Jackson Family Wines is a family owned winery founded by Jess Jackson in 1982. The California based business now operates with 1500 employees in California, Oregon, Italy, France, Chile, Australia, and South Africa. The company formally began sustainability monitoring and operations in 2008. Jackson Family Wines publishes a robust sustainability report. The following graphic details some broad highlights from their 2016 report.

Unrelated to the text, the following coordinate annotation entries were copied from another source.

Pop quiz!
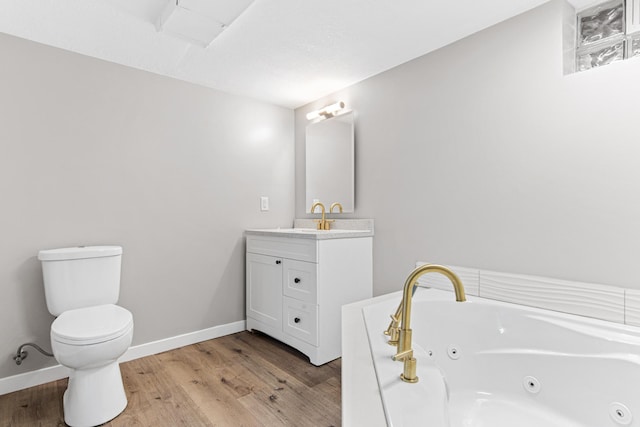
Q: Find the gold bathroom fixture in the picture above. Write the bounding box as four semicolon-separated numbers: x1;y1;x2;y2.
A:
385;264;467;383
329;202;342;213
311;202;329;230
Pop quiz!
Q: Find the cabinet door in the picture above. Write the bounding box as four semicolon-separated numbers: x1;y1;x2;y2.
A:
246;254;282;330
282;259;318;304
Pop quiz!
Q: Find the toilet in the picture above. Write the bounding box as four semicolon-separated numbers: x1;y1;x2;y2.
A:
38;246;133;427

Water conservation plays an important role in the overall sustainability strategy at Jackson Family Wines. Katie Jackson, Vice President of Sustainability and External Affairs, was quoted in an interview with Forbes stating: “In California, most people would agree that water is one of the defining issues of our time. It is certainly the defining issue for agriculture.” This focus on water conservation is significant given that water is such an essential component to JFW’s business of growing grapes and in light of recent California draught conditions. The forefront of their efforts on water conservation at the vineyard include:
- Recycling and reusing tank wash water for irrigation
- Increased cycles of concentration on cooling towers
- Vineyard drip irrigation systems and weather-driven irrigation practices
- Innovative sap flow monitoring technology
- Wind machines for frost protection
- Rainwater harvesting
These initiatives have led to a 41% reduction in water use per gallon of wine produced since 2008. Looking forward, an additional 33% reduction goal has been established for 2021 using 2015 as a baseline. One of the more unique efforts was created especially for washing out wine barrels.

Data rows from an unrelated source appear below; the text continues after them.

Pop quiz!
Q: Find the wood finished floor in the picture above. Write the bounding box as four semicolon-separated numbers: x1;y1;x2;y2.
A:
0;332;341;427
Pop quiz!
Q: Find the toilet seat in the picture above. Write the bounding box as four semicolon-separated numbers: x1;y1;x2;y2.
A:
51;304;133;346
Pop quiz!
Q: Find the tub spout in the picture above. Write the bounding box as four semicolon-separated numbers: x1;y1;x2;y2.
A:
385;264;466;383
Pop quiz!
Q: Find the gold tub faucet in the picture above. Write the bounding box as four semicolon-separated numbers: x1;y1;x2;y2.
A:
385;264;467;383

“We worked in tandem with the Tom Beard Company to develop integrated wash water recycling units for our automated barrel lines to reuse water up to three times before sending it to the drain, saving approximately 700,000 gallons per year. The automated barrel washing lines in our Monterey winery are fitted with water recycling units that recapture barrel wash water (and embodied energy used to heat it) for reuse three times”

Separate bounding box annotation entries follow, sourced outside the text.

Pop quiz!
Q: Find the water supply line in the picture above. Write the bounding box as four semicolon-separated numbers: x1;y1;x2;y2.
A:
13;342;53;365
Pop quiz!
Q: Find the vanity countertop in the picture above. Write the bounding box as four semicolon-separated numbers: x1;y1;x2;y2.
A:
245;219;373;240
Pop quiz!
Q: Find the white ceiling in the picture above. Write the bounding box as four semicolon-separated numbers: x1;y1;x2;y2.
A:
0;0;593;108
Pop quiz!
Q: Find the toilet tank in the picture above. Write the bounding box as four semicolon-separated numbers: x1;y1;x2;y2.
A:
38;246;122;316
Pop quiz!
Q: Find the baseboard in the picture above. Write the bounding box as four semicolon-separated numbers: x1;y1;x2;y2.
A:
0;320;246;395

Partnerships can play an important role in an organization's ability to address local sustainability needs. The Russian River watershed in Sonoma County is a rearing ground for endangered juvenile Coho salmon during the summer. In 2015, these endangered salmon were at risk as their habitat began to diminish under draught conditions. Jackson Family Wines helped start the Green Valley Creek Initiative to assist these endangered Coho salmon during the summer. They worked in partnership with local community members and the California Department of Fish and Wildlife to aid juvenile Coho in the Green Valley Creek by releasing water into the draught-stricken creek from vineyard reservoirs. An additional component of the program included a $40,000 donation to Trout Unlimited which went towards purchasing residential water tanks for locals. These tanks could collect and store water to decrease the amount of water withdrawn from the watershed during draught conditions.